凛とした姿でちっとも楽しそうな感じはなくつまらなそうに焦点が合わない目でクラス中を見る。
冬休みに見た西畑咲雪とは全然雰囲気が違った。
その姿は髪が短く肩まで届くぐらいの長さだった。カリカリと黒板に名前を書く。
「初めまして、西畑咲雪と言います。よろしくお願いします」
短い挨拶にクラス内がざわざわとなる。
「あれっ、沙雪ちゃんじゃん」
「あぁ、そうだね」
後ろに座る輝秋が嬉しそうに言ってきた。面識のある輝秋がひそひそ話で僕の耳元で囁いた。
僕も少し嬉しくて、この後なんて喋ろうか考えていた。なんで冬休みの間連絡が取れなかったの、とか、髪切ったんだね、とか。
でも、どこを見ているのかわからない咲雪の表情を見てだんだ心配になっていった。
「西畑さんの紹介は後日行います。今日は先生ちょっと忙しくて………それでは西畑さん。前の空いてる席に座ってください」
「はい」
そう言って咲雪は一番前の教壇の前の空席に座った。
「はーいそれではホームルーム始めます」
担任の名越先生がよく通る声で言った。
「まず初めに、西畑さんの学校案内してくれる人いますか?」
するとクラスの、主に女子が手を挙げた、男子も彼女に興味があるのか数人手を挙げた。
後ろからよく響く声で輝秋が話し始める。
「はいはーい、オレたち咲雪ちゃんと知り合いなので学校案内しまーす」
「あら、そう、なら学校案内は戸田くんと仁科くんに任せます。西畑さんも知り合いの方が心強いものね」
「………はぁ」
****
朝のホームルームが終わりこれから始業式だ。俺達は次々に体育館に移動する。
その時少し休憩時間があるので咲雪と少し話そうと僕と輝秋は前の席に座る咲雪のところまで早足に移動した。
「おはよ咲雪ちゃん」
「おはようございます」
何故か敬語の咲雪に対して考えていた言葉を発する。
「髪………切ったんだね」
「………もともとこの長さですが」
咲雪は未だ僕達と目を合わせてくれずただ机とにらめっこしている。
「何言ってるんだよ、冬休み中はもう少し長かっただろ? 腰くらいまであったよな」
僕は輝秋に同意を求めようと目線を輝秋のいる方に移した。
「あぁ、どうしたんだよ咲雪ちゃん。なんか変だぜ」
「すみません……………私、戸田さんと、仁科さんとは会ったことはありませんよ……………今日が初めてです」
そう言われた瞬間僕と輝秋は目を合わせた。輝秋は驚いている表情をしている。僕もそうだろう。
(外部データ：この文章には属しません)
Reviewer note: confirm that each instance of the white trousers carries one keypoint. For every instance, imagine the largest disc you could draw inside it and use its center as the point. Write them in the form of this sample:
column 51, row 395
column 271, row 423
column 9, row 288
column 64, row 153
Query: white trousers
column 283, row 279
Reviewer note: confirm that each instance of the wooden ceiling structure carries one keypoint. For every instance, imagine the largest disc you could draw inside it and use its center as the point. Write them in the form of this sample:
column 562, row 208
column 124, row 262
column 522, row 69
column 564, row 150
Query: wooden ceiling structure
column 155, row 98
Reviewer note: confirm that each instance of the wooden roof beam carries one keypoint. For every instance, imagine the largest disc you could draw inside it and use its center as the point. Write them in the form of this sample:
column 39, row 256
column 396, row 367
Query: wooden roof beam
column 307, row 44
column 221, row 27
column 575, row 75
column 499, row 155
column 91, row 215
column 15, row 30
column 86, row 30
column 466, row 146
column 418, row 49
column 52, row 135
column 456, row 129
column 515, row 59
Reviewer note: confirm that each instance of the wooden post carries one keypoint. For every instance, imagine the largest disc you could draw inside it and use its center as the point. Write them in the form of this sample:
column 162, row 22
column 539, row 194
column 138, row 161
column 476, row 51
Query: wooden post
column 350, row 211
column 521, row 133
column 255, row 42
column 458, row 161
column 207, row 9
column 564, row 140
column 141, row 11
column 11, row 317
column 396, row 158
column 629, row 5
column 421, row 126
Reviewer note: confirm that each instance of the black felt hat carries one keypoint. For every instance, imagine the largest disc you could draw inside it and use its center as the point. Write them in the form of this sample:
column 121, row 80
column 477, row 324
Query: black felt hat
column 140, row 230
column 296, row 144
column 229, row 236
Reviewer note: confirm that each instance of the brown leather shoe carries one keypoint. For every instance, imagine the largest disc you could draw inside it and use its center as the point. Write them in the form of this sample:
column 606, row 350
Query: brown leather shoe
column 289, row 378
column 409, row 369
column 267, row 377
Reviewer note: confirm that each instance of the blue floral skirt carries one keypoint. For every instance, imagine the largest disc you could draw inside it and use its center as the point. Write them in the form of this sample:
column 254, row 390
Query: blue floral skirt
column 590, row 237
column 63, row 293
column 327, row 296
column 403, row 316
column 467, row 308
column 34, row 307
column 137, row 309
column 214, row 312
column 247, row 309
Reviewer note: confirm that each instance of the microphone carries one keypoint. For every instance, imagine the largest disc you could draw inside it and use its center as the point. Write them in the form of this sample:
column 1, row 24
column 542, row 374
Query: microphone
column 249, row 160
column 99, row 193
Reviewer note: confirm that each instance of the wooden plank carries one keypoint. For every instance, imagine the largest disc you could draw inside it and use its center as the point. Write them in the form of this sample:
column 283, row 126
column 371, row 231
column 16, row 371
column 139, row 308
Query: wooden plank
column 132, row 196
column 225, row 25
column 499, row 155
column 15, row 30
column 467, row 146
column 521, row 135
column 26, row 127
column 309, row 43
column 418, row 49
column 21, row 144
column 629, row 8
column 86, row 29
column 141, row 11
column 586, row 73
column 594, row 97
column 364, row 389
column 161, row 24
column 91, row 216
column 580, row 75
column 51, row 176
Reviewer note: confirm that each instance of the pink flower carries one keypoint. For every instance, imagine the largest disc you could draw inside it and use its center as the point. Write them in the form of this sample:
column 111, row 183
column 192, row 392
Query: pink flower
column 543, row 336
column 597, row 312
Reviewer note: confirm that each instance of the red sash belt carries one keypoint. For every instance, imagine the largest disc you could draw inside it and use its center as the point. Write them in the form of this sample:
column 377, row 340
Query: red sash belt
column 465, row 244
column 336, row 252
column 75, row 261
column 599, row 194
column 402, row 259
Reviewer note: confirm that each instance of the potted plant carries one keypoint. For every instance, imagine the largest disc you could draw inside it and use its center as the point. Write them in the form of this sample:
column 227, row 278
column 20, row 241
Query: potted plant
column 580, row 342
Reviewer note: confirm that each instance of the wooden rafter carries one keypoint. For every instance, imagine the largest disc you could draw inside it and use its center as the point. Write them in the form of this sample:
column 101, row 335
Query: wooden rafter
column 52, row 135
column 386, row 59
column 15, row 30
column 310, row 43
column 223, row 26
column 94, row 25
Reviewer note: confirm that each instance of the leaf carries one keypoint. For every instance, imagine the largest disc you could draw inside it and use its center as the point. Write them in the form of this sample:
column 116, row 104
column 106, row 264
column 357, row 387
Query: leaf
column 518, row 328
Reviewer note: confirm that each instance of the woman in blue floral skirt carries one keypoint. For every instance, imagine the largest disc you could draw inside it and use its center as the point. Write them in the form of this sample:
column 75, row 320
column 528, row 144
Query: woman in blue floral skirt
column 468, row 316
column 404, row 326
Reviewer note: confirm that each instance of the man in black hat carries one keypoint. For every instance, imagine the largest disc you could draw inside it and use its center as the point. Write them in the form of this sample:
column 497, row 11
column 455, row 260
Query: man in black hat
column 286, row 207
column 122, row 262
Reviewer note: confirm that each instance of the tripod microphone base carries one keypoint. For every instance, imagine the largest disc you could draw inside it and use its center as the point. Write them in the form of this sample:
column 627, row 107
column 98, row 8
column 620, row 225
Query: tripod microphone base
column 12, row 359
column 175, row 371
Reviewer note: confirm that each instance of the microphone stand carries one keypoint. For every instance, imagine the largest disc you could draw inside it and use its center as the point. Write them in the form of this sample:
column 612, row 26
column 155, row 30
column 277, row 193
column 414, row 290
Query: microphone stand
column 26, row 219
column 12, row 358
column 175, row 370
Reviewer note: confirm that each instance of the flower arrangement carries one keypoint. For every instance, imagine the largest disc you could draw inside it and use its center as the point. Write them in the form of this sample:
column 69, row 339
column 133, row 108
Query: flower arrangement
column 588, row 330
「どうしたんだよ……………あぁ、そっか、冗談だろ。君はそういうやつだもんな。また僕をからかって楽しんでるんだろ? もうそろそろ種明かししていいぞ」
「あぁ、そういうことか。 なんだ咲雪ちゃん。別に髪切ったこと照れなくてもいいぞ」
咲雪はやっと僕らの方を見た。しかしその表情は困惑と怯えのものだった。
「あの、本当に2人とは今日が初めてですが? 勘違いされているのでは?」
僕はどうしていいのかわからなかった。ここまで言っているのに咲雪は全然僕をからかうことをやめなかった。僕達のことは知らない、そう言い張る咲雪。しかしその顔は見たことがあり人違いなんてことは無いだろう。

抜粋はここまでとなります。